Does a super light model like SD1.5 work? Also, when the workflow gets stuck, could you run
nvidia-smiin a terminal and post the results here?
Does a super light model like SD1.5 work? Also, when the workflow gets stuck, could you run
nvidia-smiin a terminal and post the results here?
When running the sd1.5 lightweight model, KSample will also stuck.
ComfyUI Version: v0.3.64 Pytorch Version: 2.7.0+cu128 Python Version: 3.12.9 (main, Feb 12 2025, 14:52:31) [MSC v.1942 64 bit (AMD64)]
I can confirm that recently, probably since an update of ComfyUI (v0.3.64), KSampler has become very slow and “Sampler Custom Advanced” gets stuck.
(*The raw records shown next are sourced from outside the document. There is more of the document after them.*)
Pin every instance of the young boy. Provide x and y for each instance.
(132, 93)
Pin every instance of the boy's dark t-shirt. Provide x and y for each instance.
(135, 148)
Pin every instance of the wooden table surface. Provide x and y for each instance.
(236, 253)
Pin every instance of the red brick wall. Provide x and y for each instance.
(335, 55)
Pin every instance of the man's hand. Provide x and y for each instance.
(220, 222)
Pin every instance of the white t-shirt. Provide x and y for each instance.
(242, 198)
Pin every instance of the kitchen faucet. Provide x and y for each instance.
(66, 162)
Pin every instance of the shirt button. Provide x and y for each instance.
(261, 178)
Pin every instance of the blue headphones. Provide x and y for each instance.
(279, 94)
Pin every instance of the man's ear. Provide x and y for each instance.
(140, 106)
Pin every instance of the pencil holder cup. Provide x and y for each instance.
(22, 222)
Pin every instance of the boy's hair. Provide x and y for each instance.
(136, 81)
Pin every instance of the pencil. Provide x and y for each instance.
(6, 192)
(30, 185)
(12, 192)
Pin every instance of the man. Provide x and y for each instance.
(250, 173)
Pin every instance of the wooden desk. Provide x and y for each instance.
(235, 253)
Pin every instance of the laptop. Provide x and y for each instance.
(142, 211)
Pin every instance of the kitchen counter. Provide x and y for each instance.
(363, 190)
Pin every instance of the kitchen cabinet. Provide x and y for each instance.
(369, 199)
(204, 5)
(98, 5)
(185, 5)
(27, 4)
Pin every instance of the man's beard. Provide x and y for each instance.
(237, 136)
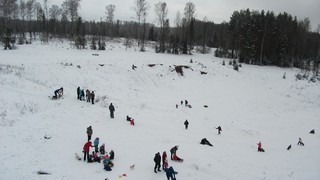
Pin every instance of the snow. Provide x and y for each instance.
(252, 105)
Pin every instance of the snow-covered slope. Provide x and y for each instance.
(252, 105)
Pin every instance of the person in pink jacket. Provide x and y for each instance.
(260, 149)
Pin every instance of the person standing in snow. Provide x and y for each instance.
(92, 97)
(186, 123)
(170, 173)
(102, 149)
(173, 151)
(89, 132)
(260, 149)
(86, 150)
(157, 161)
(96, 144)
(219, 129)
(300, 143)
(78, 92)
(111, 108)
(164, 160)
(88, 95)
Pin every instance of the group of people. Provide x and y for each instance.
(94, 157)
(170, 172)
(300, 143)
(82, 96)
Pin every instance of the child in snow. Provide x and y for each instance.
(186, 123)
(157, 161)
(260, 149)
(102, 149)
(204, 141)
(96, 144)
(300, 143)
(219, 129)
(170, 173)
(164, 160)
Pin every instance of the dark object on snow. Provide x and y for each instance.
(111, 108)
(43, 173)
(289, 147)
(157, 161)
(186, 123)
(312, 131)
(173, 151)
(205, 141)
(170, 173)
(219, 129)
(111, 154)
(300, 143)
(78, 92)
(260, 149)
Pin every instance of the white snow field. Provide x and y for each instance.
(252, 105)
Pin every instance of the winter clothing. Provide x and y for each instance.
(92, 97)
(300, 142)
(96, 144)
(176, 158)
(186, 123)
(219, 129)
(86, 150)
(102, 149)
(164, 160)
(205, 141)
(111, 108)
(157, 161)
(260, 149)
(173, 151)
(132, 122)
(89, 132)
(82, 95)
(171, 173)
(111, 154)
(78, 92)
(88, 95)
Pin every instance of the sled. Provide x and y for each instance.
(77, 156)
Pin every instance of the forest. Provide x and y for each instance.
(250, 36)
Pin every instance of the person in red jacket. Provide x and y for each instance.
(86, 150)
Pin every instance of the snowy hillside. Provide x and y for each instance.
(252, 105)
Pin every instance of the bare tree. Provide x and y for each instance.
(140, 7)
(161, 11)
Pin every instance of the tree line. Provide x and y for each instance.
(254, 37)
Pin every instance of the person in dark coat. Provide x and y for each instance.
(111, 108)
(86, 150)
(219, 129)
(164, 160)
(92, 97)
(88, 95)
(205, 141)
(186, 123)
(157, 161)
(111, 154)
(89, 132)
(170, 173)
(78, 92)
(300, 143)
(173, 151)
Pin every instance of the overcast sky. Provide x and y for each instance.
(215, 10)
I therefore updated my Nvidia drivers from 572.83 to 581.42, and now there has been a noticeable improvement: KSampler has become faster and “Sampler Custom Advanced” no longer freezes, but it is still slower than I remember it being.
Update: ComfyUI has definitely become more resource-intensive. Other programs running in parallel are more prone to stuttering. This was not the case before.
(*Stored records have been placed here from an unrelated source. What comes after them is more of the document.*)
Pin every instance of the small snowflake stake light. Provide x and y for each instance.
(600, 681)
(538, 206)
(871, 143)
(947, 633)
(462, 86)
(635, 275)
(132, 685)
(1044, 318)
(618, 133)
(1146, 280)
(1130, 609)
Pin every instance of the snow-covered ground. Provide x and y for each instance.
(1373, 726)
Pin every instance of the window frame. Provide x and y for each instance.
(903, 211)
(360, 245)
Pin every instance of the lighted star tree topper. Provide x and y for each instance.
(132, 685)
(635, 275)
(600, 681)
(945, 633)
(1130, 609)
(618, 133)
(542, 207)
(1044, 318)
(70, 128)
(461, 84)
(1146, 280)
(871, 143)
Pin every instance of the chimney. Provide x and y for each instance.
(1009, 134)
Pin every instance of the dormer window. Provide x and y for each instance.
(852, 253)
ComfyUI Version: v0.3.63 pytorch version: 2.8.0+cu129 Python version: 3.11.13 | packaged by conda-forge | (main, Jun 4 2025, 14:48:23) [GCC 13.3.0]
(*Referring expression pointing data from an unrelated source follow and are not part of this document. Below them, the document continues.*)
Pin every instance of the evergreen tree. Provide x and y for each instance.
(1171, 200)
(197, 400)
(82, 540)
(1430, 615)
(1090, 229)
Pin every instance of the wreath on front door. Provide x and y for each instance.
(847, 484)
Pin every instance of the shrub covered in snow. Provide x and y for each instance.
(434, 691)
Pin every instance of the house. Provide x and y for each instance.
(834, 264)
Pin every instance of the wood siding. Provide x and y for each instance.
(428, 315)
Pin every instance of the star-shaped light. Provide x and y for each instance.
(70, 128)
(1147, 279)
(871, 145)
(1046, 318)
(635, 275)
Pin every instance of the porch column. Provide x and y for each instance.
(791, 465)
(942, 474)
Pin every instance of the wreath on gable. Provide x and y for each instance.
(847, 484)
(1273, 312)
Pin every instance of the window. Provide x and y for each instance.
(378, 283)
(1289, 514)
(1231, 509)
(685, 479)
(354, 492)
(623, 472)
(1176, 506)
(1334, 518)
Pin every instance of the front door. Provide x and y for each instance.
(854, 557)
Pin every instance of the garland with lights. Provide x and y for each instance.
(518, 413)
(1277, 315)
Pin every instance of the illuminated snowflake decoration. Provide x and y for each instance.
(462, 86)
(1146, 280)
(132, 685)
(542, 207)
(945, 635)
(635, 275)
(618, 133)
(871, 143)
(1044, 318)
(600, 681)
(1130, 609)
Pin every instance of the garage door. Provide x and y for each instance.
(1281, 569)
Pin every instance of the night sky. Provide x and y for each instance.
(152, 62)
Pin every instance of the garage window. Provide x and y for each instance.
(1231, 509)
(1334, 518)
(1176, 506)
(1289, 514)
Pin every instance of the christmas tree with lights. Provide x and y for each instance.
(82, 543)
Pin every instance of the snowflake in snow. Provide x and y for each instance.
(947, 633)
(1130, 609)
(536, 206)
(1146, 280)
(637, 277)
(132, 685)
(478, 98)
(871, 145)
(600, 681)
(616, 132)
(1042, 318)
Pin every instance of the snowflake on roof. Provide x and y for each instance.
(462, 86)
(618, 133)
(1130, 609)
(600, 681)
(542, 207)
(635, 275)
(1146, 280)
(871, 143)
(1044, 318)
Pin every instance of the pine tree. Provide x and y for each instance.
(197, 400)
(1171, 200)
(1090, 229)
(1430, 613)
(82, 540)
^ this is what i'm using rn I'm probably having the same issue - might add that in my case this only happens when the model is run from a docker container (doesn't seem to be pytorch or cuda-related - I've tried using either mine or prebuilt images with cu128-130 - same behaviour. Also updated my drivers on the host system - this kind of made it working properly for 3-4 runs, but then this started to happen again) As soon as the workflow gets to the KSampler node like 8G of VRAM gets filled instantly and then it slowly loads more data into VRAM and never really stops, eventually starting to use shared memory and making the host sytem unusable. It also doesn't matter which model is used - i'm getting the same exact behaviour with sd1.5 model from txt2img example and with SDXL models. Interestingly, this doesn't seem to happen on windows standalone build
I have the same issue, did anyone find a fix? I've been trying to fix this for several days now. Imma revert back to the prior ComfyUI version. @muyifeiyang -- does flux-fp8 checkpoint have a VAE inside the file? I don't think it does, may have to use a VAE Loader (node), and input the ae.safetensors file (VAE file) I don't use FP8, so i am not 100% for sure. May have to use the DualClipLoader too, and download the T5... and clip_l -- put them in their appropriate folders.